Vasta le ofreció un consejo preliminar. Por la noche, el Búfalo le planteó la cuestión al Niño.
—Escucha: ¡como sigas adelante con la historia del prisionero político acabarás saliendo de aquí con los pies por delante!
—¿Y qué se supone que tengo que hacer?
—Confesar.
El Niño reaccionó con dureza.
—¿Crees que me asusta la cárcel?
—No, sé cómo eres. No tienes miedo. Pero tarde o temprano te hartarás. Piensa en cambio cuántas cosas estupendas podrías hacer fuera de aquí… con los amigos adecuados, quiero decir…
El Niño reflexionó por un momento, resopló y negó con la cabeza.
—¿Por qué no? —insistió el Búfalo.
—Si hablo, traicionaré a mis camaradas…
—¡Pero si no hace falta que les des ningún nombre, idiota! Basta con que les eches un hueso… Sí, su señoría, fui yo. Admito mi responsabilidad. Me arrepiento sinceramente de ello y quiero remediar las consecuencias. Pero nombres no…
—¿Crees que se conformarán con eso?
—¡Ay, Niño, mírate! Eres uno que ha estudiado, se ve a la legua… buena familia… te ha explicado bien que el delito lo cometiste cuando eras aún menor… con un buen abogado… confiesa, te aplicarán los atenuantes, le dices a papá que ofrezca un cheque a la familia de la víctima ¡y dentro de diez años pones el pie en la calle! O eso o la cadena perpetua.
El Niño pasó dos días aturdiéndose entre pesas y flexiones. Mudo como un muerto. Era evidente que pensaba seriamente en la propuesta. Y no hablaba. Se guardaba todo para sí.
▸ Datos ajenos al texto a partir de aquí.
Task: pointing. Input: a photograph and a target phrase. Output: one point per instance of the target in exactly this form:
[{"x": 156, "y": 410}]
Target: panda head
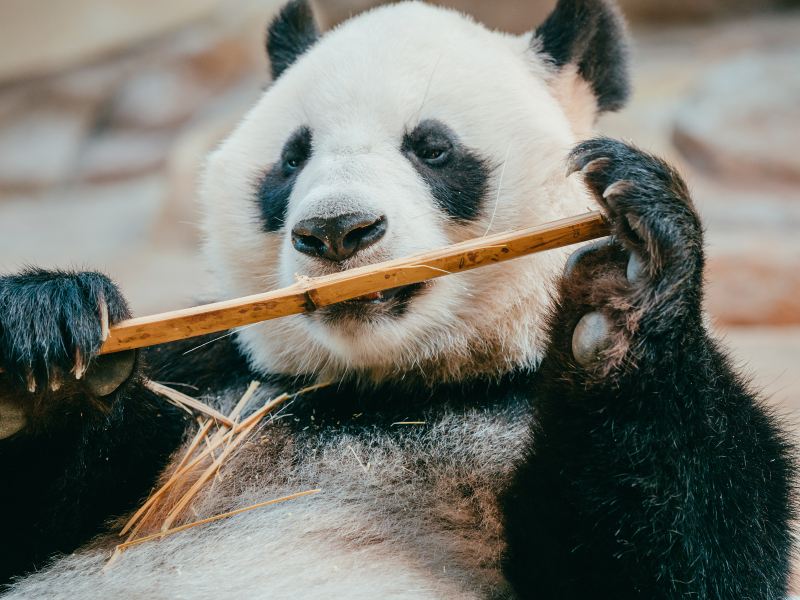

Un hueso duro de roer. El Búfalo, que no sabía lo que era espera y paciencia, lo despertó a la tercera noche con la excusa de que roncaba.
—Niño, quítame una curiosidad: ¿por qué vosotros y los fascistas os llamáis camaradas, como los otros?
—¿Y por qué no? «Camarada» es una bonita palabra.
—¿Has pensado en lo que te dije?
—Está bien, confieso y no vendo a nadie. Está bien, me creen. Pero así acabo, de todas formas, fuera de mi círculo…
—¿De qué círculo?
—Del mío.
—¿En qué sentido?
—Bueno, pensarán que soy un renegado…
—Ah —el Búfalo exhaló un suspiro de alivio—, si es por eso, deja que me ocupe yo. Dos palabras al Negro y todo resuelto…
—¿Conoces al Negro?
—El Negro está con nosotros.
En fin, que tras un breve tira y afloja, el Niño revocó al abogado de oficio, nombró a Vasta, y escribió una larga carta al Ministerio Fiscal.
A mediados de enero, el tribunal de casación aceptó el recurso del abogado Vasta y el Búfalo fue puesto en libertad. Salió de la cárcel convencido de haber hecho una buena obra: el Niño se estaba haciendo un hombre y él lo había ayudado a crecer. Algo en su fuero interno le decía que algún día se volverían a ver.